Uta Tochtermann von der Nachrichtenagentur AFP über vertrauenswürdige Fotografen und die Arbeit in Kriegszeiten

Wir bekommen in den letzten Tagen verstärkt Fragen, ob die Bilder, die wir veröffentlichen, gefälscht sein könnten. So etwas hätten Leser*innen im Internet gesehen. Gerade zum Krieg in der Ukraine können wir fast ausschließlich auf Agenturbilder zurückgreifen. Daher die Frage an Sie: Wie kommen Sie zu Ihrem Material und wie verifizieren Sie es?
Wir arbeiten in aller Regel mit eigenen Fotografen vor Ort, die entweder einen lokalen Bezug haben, also von dort kommen, oder die wir ins Kriegsgebiet entsenden. In jedem Fall sind das Leute, die wir kennen, denen wir vertrauen und von denen wir wissen, dass sie uns keine Fake-Bilder senden würden. Meist handelt es sich um feste Fotografen, die für AFP tätig sind. Aber auch die Freien sind Leute, mit denen wir seit Jahren zusammenarbeiten. Die Gewissheit, dass wir zuverlässige Leute vor Ort haben, ist unser höchstes Gebot, sonst würden wir als Nachrichtenagentur recht schnell an Glaubwürdigkeit verlieren. Wir schicken auch nur erprobte Leute hin, die bereits über Erfahrung in Krisenregionen verfügen und die ein bestimmtes Training durchlaufen haben, mit dem sie auf den Einsatz in bewaffneten Konflikten vorbereitet werden.

Es braucht also kein zusätzliches Prozedere in der Agentur, mit dem das Material nochmals geprüft wird?
Es gibt ein Prozedere, nämlich durch die Tatsache, dass die Bilder immer über den Tisch der Bildredaktion laufen. Ein Bild darf von Fotografen nie direkt in die Datenbank geladen werden, das ist komplett verboten. In der Bildredaktion gilt das Vier-Augen-Prinzip. Zweifelhafte Motive oder solche, die zu furchtbar sind, um sie den Kunden zuzumuten, werden aussortiert, oder es wird zumindest darüber gesprochen, ob man diese Bilder aussenden kann oder nicht. Das Bildmaterial aus der Ukraine läuft über unser Büro in Moskau – was aber definitiv nicht von Putin gesteuert ist (lacht) – oder über die Zentrale in Paris, wo die Chefredaktion sitzt.

Interview
Uta Tochtermann ist Leiterin der Bildredaktion beim Berliner Büro der Nachrichtenagentur AFP, zuständig für Deutschland und Nordosteuropa. Frank Schirrmeister sprach mit ihr über die Herkunft des Bildmaterials der Agentur zum Krieg in der Ukraine. 

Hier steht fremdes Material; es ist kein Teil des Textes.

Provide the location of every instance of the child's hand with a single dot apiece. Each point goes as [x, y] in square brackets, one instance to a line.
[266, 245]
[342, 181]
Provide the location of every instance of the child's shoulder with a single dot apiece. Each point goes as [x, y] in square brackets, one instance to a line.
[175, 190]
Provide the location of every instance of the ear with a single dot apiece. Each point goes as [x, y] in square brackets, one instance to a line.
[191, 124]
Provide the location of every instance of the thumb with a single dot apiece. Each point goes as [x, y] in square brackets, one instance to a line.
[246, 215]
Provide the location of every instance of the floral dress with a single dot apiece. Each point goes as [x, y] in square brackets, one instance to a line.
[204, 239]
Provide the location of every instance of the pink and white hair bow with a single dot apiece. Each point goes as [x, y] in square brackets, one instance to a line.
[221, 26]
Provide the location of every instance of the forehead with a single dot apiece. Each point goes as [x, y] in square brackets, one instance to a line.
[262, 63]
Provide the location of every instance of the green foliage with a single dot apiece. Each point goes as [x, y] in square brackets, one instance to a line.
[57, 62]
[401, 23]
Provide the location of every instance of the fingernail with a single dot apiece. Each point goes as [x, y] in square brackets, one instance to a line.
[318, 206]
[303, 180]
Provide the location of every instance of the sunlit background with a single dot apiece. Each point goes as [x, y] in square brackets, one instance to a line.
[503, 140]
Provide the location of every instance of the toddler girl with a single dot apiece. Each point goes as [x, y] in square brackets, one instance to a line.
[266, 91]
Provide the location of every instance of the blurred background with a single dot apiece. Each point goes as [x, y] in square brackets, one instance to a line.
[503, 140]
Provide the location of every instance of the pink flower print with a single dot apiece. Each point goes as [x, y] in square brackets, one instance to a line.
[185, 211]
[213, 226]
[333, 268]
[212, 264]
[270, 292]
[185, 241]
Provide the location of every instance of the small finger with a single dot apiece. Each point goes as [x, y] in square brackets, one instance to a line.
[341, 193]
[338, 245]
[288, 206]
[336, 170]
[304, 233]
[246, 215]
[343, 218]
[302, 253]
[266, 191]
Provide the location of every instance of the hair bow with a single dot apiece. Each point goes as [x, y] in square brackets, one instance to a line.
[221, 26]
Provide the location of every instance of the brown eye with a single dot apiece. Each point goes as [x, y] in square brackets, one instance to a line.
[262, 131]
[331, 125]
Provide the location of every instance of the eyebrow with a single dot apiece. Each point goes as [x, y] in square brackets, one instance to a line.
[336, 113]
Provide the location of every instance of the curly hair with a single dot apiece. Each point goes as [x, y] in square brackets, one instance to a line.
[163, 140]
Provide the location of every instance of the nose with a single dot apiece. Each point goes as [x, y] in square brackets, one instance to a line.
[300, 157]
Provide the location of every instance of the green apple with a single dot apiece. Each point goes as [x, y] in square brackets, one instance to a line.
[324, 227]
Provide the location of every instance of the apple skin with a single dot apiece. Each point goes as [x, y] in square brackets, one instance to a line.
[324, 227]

Was passiert mit Bildern, die Ihnen von freien Fotografen angeboten werden, die nicht exklusiv für AFP arbeiten?
Es kann natürlich passieren, dass uns jemand Bilder anbietet, den wir nicht kennen. Aber das dürfte eine Ausnahme sein, die auch sehr genau überprüft würde. Die Fotografen kennen sich ja untereinander, oft arbeiten sie auch zusammen. Schon aus Sicherheitsgründen geht nie ein Fotograf alleine los, selbst wenn es eigentlich ein Konkurrenzverhältnis zwischen ihnen gibt.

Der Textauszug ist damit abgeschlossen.